这意味着某些请求处理在之前和之后开始 数据引用开始或结束更改。我想避免这两种情况。 类似的东西:

...
127.0.0.1 - - [17/Sep/2015:21:32:41] "GET / HTTP/1.1" 200 7 "... 
[17/Sep/2015:21:32:41] ENGINE Changing data, buffering should start!
[17/Sep/2015:21:32:42] ENGINE Continue serving buffered and new requests.
[17/Sep/2015:21:32:42] ENGINE I get 3
127.0.0.1 - - [17/Sep/2015:21:24:44] "GET / HTTP/1.1" 200 7 "...
...

我搜索了文档和网页,发现这些引用并未完全涵盖这种情况:

http://www.defuze.org/archives/198-managing-your-process-with-the-cherrypy-bus.html

How to execute asynchronous post-processing in CherryPy?

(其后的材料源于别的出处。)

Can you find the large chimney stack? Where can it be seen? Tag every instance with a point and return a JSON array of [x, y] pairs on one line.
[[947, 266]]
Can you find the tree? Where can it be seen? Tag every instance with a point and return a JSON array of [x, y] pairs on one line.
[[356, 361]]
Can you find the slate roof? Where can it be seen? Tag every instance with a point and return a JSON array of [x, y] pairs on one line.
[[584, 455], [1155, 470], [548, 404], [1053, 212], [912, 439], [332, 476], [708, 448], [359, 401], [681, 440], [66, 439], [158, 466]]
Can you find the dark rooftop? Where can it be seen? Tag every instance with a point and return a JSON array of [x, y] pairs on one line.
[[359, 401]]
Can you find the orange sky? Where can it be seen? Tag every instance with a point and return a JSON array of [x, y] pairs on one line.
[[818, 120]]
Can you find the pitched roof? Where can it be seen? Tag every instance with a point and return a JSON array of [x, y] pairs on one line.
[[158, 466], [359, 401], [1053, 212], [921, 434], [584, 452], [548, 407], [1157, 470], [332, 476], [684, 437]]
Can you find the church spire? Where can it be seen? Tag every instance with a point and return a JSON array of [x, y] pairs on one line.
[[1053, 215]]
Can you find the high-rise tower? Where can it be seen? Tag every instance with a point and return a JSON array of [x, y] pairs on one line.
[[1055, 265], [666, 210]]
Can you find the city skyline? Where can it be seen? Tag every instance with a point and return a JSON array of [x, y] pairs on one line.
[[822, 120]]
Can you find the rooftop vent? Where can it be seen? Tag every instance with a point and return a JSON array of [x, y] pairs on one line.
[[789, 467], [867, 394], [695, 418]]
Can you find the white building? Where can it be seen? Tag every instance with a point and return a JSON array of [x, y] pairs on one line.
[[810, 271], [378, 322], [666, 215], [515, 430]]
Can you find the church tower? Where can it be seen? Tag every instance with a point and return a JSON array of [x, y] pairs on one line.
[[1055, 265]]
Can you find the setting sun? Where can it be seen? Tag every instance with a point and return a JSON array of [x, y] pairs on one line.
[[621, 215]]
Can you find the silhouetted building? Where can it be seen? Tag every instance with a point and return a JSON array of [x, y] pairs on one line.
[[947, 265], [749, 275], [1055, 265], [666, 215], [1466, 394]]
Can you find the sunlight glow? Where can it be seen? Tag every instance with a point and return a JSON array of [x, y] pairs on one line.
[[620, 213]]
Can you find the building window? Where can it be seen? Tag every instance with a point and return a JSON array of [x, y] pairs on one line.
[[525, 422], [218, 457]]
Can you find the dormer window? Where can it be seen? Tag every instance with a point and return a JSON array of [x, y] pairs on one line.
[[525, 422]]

http://tools.cherrypy.org/wiki/BackgroundTaskQueue

Cherrypy : which solutions for pages with large processing time

How to stop request processing in Cherrypy?

更新(使用简单的解决方案):

经过深思熟虑,我认为这个问题具有误导性,因为它包含了问题本身的一些实现要求,即:停止处理并开始缓冲。对于该问题,可以将需求简化为:确保使用旧数据或新数据处理每个请求。

对于后者,存储已使用数据的时间本地引用就足够了。此引用可用于所有请求处理,如果另一个线程发生更改self.data,则没有问题。对于python对象,垃圾收集器将处理旧数据。

具体来说,通过以下方式更改索引功能就足够了:

@cherrypy.expose
def index(self):
    tempData = self.data
    result = "I started with %s"%str(tempData)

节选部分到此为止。